The NIH (National Institute of Health) has uncovered useful information about how diseases and conditions affect women differently, and how biological and social factors influence multiple diseases, however researchers still neglect separating their results of males and females.

The first step to overcome this issue is changing the mindsets of everyone, including doctors themselves. Unfortunately, there still exists “medical misogyny” as it was uncovered that ‘⅔ of females nationwide have encountered gender bias or discrimination in healthcare’, usually being referred to as ‘hysterical’ when seeking treatment for a range of symptoms, which has even led to some women being misdiagnosed, such as in Nadiah Akbar’s story. (Ritchie, 2024)

The gender bias and belief of ‘delivered by and designed for men’ has been in medicine for centuries, and is still engraved in modern medicine. In the past, women’s pain was attributed to emotional causes rather than biological, and that is something still many people tend to unconsciously think.

A lot more work needs to be done a lot quicker to make up for the decades of lost time. 

Good healthcare for all everywhere is a UN Goal and a global priority.

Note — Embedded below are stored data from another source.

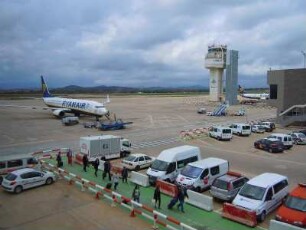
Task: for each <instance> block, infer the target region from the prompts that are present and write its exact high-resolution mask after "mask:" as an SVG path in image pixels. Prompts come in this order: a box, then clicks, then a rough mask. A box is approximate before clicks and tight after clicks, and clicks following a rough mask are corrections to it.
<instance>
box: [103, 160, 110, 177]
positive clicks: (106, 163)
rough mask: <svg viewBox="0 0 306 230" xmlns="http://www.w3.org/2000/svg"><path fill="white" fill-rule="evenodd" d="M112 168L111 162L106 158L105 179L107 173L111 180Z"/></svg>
mask: <svg viewBox="0 0 306 230" xmlns="http://www.w3.org/2000/svg"><path fill="white" fill-rule="evenodd" d="M110 170H111V165H110V162H109V161H108V160H105V162H104V173H103V180H104V178H105V177H106V174H108V179H109V180H111V175H110Z"/></svg>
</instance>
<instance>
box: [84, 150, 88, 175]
mask: <svg viewBox="0 0 306 230" xmlns="http://www.w3.org/2000/svg"><path fill="white" fill-rule="evenodd" d="M87 165H88V157H87V154H84V156H83V170H84V172H87V170H86V168H87Z"/></svg>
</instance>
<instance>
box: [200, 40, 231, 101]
mask: <svg viewBox="0 0 306 230" xmlns="http://www.w3.org/2000/svg"><path fill="white" fill-rule="evenodd" d="M226 52H227V46H226V45H211V46H208V53H207V54H206V56H205V68H207V69H209V72H210V80H209V97H210V101H220V98H221V97H222V93H223V85H222V84H223V83H222V76H223V70H224V69H225V67H226Z"/></svg>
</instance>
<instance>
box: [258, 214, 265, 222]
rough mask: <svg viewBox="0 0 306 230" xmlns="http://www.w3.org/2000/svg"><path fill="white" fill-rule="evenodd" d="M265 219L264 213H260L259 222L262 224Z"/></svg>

By making sure women are also receiving specialised healthcare can make a huge social and economic impact in countries worldwide, and we can simply resolve this by funding more medical research for women, and enforcing stricter rules on separating results of males and females during clinical trials, rather than generalising.

On more local ground, we can help by standing for equity, putting pressure on governments, spreading awareness and educating about this gender discrimination (as it tends to be overlooked), and calling out gender bias by healthcare professionals. 

We can change this flawed part of our system by working together, and bring a tremendously positive, necessary change. Even if one size doesn’t fit all, an equitable society definitely fits all.